The Swiss Have Eliminated The Zero Lower Bound!


Tuesday, 31 March 2015

End March Links

# The New Scientist says To save the rainforest, let the locals take control - I think there's a general principle involved with this local control issue

The Silk Road might have started as a libertarian experiment, but it was doomed to end as a fiefdom run by pirate kings

# My gut feel is that The Negative Way to Growth? by Nouriel Roubin [lowering rates should boost demand and hence inflation if run into supply constraints] is "more correct" than Doctrines Overturned by John Cochrane [given long run stability, low rates must be associated with low inflation, so perhaps central banks should be raising rates to get inflation away from zero]. Not saying Cochrane's made any sort of mistake in analysing the model, but I suspect the model is not a good map to the real world.

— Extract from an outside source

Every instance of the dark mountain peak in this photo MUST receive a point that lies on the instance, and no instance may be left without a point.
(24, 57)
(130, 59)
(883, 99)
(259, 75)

# Krugman learns something about reality from introspection in How negative can rates go?: we don't have to take the convenience values of cash or bank deposits into account once interest rates hit zero because at this point the marginal holder of cash or bank deposits is using them as a store of value rather than for their liquidity.

# I wanted to read this, I really did: The Paradox of Oil: The Cheaper it is, the More it Costs. But in the introduction it said: "it becomes clear that oil is a commodity that defies reductive analysis and which cannot be understood unless one looks through a multi-dimensional, interdisciplinary lens", and I gave up. To understand anything we need to reduce its description to its important features ("reductive analysis") - it's the only way to do it (other than simulating the real world over and over again to see how the full complex system behaves, i.e. conduct experiments, but this is often not possible). Obviously different people (especially from different disciplines) can disagree about which are the important features to consider. But this wishy-washy "we must think holistically and multi-dimensionally" pish is just an excuse for a non-rigorous verbal model (which is equally reductionist, but just not very good) to obscure more than it reveals.

# Climate change economics too often simply calculates the "social cost of carbon" and proclaims this to be the appropriate rate for a carbon tax. The impacts on incentives for replacement zero carbon infrastructure are rarely considered. So Adam Ozimek's thoughts in Dirty Energy Taxes And Clean Energy Innovation are important. However, I think the economies of scale and learning by doing points that he makes at the end are likely important enough to mean that his main point is not crucial though.

# The myth of Europe's little ice age

# Dr Jim Cuthbert on behalf of the Reid Foundation has the same concerns as me about the lack of tax hypothecation between whole UK and rUK/England following implementation of Smith proposals on further devolution to Scotland.